By nature, I am curious. I am not only interested in the why-of-things but also in the “how”. Be able to document it and reproducing it later. And that, most of the time, could be a time consuming affair. Pleasurable, rewarding, but time consuming.
Add to that data science and deep learning and you get a exponential combination.
I own a 8-core, 32GB RAM, 3TB SSD, Quadro K2100M GPU laptop that originally acquired with the intention of running several virtual machines with Windows, Linux and MacOS, as part of my work as an atypical petroleum engineer.
Let me explain: I love to experiment with engineering software (Prosper, PipeSim, GAP, Eclipse, MBAL, OFM, WinGLUE, OpenServer, PI, etc.), - making them do stuff they are not supposed to be doing. Extending their capabilities. And that, inevitably, gets you in touch with digital interfaces to exchange data from one application to another; create connections with well tests, or oil/gas production databases (Oracle, MS-SQL, and what-not); learning programming, and scripting languages you were not expecting to (SQL, VB, C#, bash, Python); tweaking hardware to get the best of it (like finding a PC with 64-bits and enough RAM to run a network model of 100+ wells); trying to automate optimization tasks with scripts (when doing the well modeling manually will not meet a deadline); and once in a while doing computational physics and enjoy real time simulation (transient modeling).
When you are working with production or reservoir engineering software, if you don’t want to mix environments in a physical machine (here I mean the core PC or laptop), you end up using virtual machines. And if you are a daring Linux soul, Docker containers.
Virtualization, data science and machine learning
As you might guessed at this point, if you are doing Data Science or Machine Learning, virtualization and containerization - I will refer to them as V/C -, make perfect sense as companions for reproducible work. Why?
Because virtualization (either with VirtualBox or Vmware), and containerization (with Docker, in my case):
(1) you can rollback to a previous state of the virtual operating system if found software or driver conflicts;
(2) switch virtual environments if needed at any moment;
(3) snapshot data experiments;
(4) prevent “damage” to the physical machine by installing an untested application;
(5) combine Python and R deep learning frameworks;
(6) isolate side effects of an application or package to another;
(7) having a Jupyter or RStudio test server up and running without adding clutter to your physical machine;
(8) download a Python or R virtual environment from the web without going through the painful and time consuming installation;
(9) move from one deep learning platform to another with relatively easiness; and
(10) test attached hardware such in the case of verifying that your GPU can be seen from a virtual environment. I will come back to this at a later article.
The Meaning and Value of Reproducibility
Reproducibility may not be the main purpose of V/C at first but it becomes obvious -or automatic?- as you keep adding and working on more projects. The more dissimilar the more productivity you get.

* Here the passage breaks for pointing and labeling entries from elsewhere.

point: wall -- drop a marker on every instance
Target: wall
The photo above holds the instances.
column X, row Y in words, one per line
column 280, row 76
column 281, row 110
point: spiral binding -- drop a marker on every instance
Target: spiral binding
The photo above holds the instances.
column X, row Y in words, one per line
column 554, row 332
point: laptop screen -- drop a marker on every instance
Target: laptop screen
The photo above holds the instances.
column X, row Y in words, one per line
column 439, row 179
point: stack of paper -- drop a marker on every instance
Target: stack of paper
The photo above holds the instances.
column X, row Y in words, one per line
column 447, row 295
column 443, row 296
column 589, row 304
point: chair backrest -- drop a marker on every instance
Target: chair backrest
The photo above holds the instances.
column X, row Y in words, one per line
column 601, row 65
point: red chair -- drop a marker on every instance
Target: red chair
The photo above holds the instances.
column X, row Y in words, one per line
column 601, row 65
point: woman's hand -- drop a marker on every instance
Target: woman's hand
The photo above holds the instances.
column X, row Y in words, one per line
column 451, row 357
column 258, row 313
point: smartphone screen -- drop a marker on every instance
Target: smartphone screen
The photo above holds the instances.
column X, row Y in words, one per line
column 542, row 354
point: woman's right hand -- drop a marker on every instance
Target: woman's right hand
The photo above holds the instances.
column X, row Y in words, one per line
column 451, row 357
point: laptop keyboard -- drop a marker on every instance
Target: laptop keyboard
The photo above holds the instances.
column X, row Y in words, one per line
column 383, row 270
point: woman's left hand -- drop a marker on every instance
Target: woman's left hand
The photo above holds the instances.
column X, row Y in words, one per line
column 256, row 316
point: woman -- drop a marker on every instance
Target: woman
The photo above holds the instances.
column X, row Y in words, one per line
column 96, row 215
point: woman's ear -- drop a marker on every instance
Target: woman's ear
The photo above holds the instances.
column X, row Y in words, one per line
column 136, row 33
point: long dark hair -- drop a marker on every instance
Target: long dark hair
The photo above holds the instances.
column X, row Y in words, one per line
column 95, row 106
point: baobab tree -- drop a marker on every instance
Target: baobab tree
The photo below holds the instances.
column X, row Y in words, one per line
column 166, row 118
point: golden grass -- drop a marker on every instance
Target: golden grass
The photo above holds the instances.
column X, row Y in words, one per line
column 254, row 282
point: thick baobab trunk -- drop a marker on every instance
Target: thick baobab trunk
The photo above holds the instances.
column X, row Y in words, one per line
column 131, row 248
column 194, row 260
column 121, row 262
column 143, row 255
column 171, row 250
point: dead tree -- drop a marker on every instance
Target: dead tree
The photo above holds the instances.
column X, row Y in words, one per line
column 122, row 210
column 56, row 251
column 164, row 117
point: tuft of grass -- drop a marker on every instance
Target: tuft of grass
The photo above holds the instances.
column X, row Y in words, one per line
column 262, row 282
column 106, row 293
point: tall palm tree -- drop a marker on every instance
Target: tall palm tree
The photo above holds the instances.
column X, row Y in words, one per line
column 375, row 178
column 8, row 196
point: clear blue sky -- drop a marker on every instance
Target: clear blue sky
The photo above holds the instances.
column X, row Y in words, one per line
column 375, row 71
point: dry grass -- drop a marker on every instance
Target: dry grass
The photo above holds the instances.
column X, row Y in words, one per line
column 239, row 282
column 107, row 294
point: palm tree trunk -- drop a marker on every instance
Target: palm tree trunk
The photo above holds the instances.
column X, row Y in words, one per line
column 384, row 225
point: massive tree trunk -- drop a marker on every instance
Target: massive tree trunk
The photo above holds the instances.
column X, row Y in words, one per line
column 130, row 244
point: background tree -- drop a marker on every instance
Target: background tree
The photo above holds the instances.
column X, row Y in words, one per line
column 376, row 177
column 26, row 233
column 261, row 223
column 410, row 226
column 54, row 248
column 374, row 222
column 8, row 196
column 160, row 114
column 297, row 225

What I mean by reproducible I might not be using it in the same context or complexity as in scientific research, but close to it. What I mean by reproducible work is:
You could open a project and be able to run it a year after you delivered.
You are able to share your work with a colleague or team, and they should be able to obtain the same results given the same data.
The raw data is separated from the processed data and remains unaltered for the whole life of the project, so others can build their own analysis from that raw data.
The processed data should be able to be re-generated by a sequential number of steps in scripts without the help of a mouse or clicks.
A new run of the project should be able to produce the same final output, calculations, plots, tables, figures, and report as per in the original document.
Text, calculations and plots should be all be updated from the same project run.
The project data (raw, processed and utility), metadata, calculation scripts, figures, project book, all reside in a repository that could withstand the test of time.
You are able to trace back changes or modifications to the data or the analysis by means of version control.
As you can see, reproducibility brings many advantages. Yes, it is a little bit harder but completely doable if you use the right tools.
Reproducibility is not only good for business but keeps you honest.
Points of Discussion in Oil & Gas
What is your interpretation of reproducibility?
Is reproducibility given importance in business continuity?
“Reproducibility is nothing new. We have been doing that for ages in my company.”
“Engineers are not provided with the right tools for reproducible work”
“Nah. Reproducibility is just for scientific nerds. No need to apply in petroleum engineering.”
“Reproducibility works great for other industries; we should make an effort to adopt it.”
“Reproducibility is already applied in the major O&G companies. That’s why they are economically sound.”
- You can do containers in Windows as well, with its own hypervisor, or easier with Kitematic with VirtualBox.
- When I say framework I am referring to any of the machine learning tools available such as PyTorch, TensorFlow, Keras, mxnet, H2O, Caffe, Theano, scikit-learn, and few others.
- GPU: Graphical Processing Unit. The same card that gamers adore.